La Charte et le jour où j'ai quitté la religion

Il y a quelques années, j'ai quitté la religion. Comme vous le savez, pendant la période du ramadan, les musulmans ne mangent pas. Un matin de la première semaine de ce mois, j'ai décidé de manger.

Je suis allé dans la cuisine. Je me suis fait un café. J'ai mis des gaufres dans le toaster. Puis j'ai mangé lentement. Quinze minutes jubilantes où j'ai transgressé une loi à laquelle je me suis soumis pendant 27 ans.

Un moment de délivrance que je dois à un recul et une réflexion que j'ai vécus tout seul, comme un grand et en toute liberté! Car justement je vis dans un pays qui me permet la liberté de conscience. Il n'y avait ni Djemila Benhabib pour me parler de la supériorité d'une culture par rapport à une autre, ni un Joseph Facal pour me faire un cours critique sur le relativisme culturel.

Puis après, presque rien. Cet épilogue, je l'ai vécu comme une fin d'une relation ou un changement de profession. Une période de transition et puis hop! La vie reprend son court normal. Lorsque ma copine de ce temps-là m'a vu manger, elle a juste dit: «Oh! you're eating and not fasting anymore?». Puis elle est sortie comme si de rien n'était. J'ai réalisé que ma petite révolution ne la concernait pas. Après tout, c'étaient mes pratiques personnelles.

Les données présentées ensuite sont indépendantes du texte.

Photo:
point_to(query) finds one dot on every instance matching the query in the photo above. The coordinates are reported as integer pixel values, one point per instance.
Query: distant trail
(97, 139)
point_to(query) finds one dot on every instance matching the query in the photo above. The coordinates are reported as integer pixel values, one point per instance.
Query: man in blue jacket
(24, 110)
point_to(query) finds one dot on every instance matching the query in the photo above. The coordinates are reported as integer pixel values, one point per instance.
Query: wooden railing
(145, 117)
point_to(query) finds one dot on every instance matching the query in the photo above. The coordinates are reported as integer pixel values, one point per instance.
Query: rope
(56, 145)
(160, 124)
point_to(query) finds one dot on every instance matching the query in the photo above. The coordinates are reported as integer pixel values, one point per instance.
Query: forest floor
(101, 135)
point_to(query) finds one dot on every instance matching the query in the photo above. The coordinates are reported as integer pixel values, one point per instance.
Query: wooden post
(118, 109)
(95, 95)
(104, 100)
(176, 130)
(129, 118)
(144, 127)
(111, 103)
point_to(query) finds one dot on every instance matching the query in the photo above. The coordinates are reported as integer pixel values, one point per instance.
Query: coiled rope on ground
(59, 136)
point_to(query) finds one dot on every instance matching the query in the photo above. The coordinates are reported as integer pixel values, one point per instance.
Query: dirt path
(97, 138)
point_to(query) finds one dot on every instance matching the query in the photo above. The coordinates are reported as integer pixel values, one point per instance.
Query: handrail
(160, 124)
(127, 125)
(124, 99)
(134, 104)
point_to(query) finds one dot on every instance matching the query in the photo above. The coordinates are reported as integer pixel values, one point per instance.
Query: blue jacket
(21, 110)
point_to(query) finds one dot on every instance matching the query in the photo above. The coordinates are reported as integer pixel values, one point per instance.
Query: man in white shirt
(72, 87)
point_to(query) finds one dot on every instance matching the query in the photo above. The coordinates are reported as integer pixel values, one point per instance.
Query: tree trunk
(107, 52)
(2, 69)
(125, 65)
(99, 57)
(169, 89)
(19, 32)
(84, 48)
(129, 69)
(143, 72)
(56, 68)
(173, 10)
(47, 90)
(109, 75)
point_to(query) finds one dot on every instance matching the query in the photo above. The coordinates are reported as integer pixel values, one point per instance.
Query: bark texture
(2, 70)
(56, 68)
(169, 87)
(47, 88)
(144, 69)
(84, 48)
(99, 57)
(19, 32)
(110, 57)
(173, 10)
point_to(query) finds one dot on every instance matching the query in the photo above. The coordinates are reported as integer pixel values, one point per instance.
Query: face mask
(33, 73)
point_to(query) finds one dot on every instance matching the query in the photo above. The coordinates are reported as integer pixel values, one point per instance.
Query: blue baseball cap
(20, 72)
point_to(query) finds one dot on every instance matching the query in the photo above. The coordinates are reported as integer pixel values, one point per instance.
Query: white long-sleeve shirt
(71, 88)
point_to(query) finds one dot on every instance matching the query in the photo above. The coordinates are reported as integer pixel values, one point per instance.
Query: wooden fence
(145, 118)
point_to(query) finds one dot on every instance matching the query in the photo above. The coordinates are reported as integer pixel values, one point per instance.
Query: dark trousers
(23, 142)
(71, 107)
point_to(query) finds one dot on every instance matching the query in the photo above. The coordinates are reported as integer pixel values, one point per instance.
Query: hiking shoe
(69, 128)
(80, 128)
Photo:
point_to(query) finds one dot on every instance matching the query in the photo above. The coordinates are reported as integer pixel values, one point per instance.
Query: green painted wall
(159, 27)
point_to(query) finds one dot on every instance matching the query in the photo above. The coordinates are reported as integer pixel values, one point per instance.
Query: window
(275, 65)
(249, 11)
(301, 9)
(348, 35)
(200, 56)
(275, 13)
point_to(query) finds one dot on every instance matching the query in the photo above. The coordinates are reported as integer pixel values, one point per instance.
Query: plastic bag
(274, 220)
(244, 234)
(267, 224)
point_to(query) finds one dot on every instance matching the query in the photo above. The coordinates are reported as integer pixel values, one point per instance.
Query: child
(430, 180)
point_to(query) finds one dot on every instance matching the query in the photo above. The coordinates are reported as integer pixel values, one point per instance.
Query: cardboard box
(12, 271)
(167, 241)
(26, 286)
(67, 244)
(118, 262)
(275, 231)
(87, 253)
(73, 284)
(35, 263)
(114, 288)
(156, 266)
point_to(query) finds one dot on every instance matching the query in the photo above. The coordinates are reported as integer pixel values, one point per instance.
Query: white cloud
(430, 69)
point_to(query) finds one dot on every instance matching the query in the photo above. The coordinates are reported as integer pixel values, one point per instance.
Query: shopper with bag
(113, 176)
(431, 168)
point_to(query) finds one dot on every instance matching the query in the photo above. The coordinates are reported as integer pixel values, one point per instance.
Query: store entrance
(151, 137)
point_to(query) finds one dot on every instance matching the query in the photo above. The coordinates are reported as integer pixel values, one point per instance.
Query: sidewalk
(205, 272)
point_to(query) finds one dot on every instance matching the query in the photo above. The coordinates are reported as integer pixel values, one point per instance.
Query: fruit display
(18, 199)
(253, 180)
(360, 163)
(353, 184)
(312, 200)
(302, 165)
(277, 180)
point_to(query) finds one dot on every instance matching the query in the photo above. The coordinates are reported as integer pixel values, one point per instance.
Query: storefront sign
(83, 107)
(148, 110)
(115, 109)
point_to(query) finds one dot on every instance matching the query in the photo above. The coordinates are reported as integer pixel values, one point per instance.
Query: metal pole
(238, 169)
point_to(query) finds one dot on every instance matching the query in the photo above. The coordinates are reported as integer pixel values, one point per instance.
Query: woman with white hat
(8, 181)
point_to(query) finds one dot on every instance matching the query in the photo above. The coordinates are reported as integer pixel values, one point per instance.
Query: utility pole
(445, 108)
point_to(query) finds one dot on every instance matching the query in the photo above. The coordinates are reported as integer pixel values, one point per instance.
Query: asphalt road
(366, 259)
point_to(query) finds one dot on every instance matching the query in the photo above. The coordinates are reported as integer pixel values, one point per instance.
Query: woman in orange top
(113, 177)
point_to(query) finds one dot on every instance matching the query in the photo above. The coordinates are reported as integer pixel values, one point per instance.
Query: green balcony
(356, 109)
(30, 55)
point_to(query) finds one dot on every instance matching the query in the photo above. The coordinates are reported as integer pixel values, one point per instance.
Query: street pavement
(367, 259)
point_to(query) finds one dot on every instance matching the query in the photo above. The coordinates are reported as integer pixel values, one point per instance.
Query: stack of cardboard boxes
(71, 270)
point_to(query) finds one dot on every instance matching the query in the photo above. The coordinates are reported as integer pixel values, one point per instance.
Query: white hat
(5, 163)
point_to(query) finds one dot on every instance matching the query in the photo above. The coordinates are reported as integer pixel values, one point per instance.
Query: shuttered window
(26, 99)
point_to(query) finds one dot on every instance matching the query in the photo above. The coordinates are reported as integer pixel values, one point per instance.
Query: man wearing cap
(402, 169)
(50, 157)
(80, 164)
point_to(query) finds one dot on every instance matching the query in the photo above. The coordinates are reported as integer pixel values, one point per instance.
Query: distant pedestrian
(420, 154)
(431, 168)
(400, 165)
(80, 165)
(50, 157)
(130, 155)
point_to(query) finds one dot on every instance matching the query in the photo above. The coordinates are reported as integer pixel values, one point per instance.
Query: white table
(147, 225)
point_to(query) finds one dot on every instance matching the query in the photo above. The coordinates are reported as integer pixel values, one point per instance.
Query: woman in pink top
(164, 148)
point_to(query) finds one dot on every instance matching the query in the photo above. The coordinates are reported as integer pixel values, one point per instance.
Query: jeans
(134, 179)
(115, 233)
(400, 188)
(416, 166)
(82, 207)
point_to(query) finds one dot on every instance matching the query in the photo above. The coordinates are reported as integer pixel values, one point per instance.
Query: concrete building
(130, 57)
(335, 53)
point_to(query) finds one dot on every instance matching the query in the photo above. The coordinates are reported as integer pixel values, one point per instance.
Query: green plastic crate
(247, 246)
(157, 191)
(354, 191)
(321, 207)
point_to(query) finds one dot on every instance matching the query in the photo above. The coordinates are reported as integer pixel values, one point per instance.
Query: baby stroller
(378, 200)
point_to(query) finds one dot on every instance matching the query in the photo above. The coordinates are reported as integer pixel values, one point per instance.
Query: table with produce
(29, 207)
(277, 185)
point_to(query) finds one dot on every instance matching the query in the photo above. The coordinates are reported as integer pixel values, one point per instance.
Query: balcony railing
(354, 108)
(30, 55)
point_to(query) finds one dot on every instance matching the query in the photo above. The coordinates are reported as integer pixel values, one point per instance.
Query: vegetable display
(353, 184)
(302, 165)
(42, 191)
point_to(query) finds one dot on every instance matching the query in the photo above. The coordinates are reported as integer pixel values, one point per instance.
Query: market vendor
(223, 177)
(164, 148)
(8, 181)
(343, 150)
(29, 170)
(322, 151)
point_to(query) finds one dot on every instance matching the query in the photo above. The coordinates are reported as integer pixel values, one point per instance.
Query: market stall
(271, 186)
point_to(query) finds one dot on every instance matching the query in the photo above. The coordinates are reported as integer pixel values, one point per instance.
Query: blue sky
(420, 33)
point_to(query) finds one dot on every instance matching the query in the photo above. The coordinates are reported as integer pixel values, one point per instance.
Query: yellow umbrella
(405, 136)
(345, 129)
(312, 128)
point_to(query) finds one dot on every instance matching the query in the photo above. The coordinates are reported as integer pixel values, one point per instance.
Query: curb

Plusieurs années plus tard, je peux vous dire que cette décision n'a pas nécessairement changé ma vie. Bien qu'elle ait enlevé un poids et une subtile absence de culpabilité qu'on retrouve d'ailleurs dans toutes les religions, son absence ne m'a nécessairement transformé en superman des temps modernes.

C'est pour cela que je suis contre la Charte. Car religion ou pas, je serais la même personne et le cours de ma vie serait surement le même. Si je travaillais pour la fonction publique québécoise et que je portais une barbe «islamique», je ne serais pas moins neutre qu'avant. Car avant tout, j'agis avec une éthique professionnelle et non avec une morale religieuse. Au fait, nous jonglons tous, croyants ou pas, avec les exigences de la vie moderne. C'est cette dernière qui nous façonne, et non la croyance en Jésus ou Allah.

Par contre, c'est bien plus lourd de supporter le poids des amalgames qui se font à longueur de journée pour justifier la Charte, que de supporter le poids de la religion que j'ai délaissée. Les effets des dérives se voient chaque jour. Pour rien ne vous cacher, je n'aimerais pas m'appeler Kamal si je cherchais un emploi en ce moment.

De plus, nous ne réglons pas le vrai problème. Bien au contraire! En persécutant le voile par exemple sans comprendre sa complexité historique et sociale - qui va au-delà du religieux - nous n'attaquons pas le problème à la source, mais nous nous «excitons» sur les symptômes. Par la même occasion, nous encourageons le repli identitaire puisque plus on s'adresse d'un ton accusateur aux personnes religieuses, plus celles-ci se renforcent dans leurs convictions.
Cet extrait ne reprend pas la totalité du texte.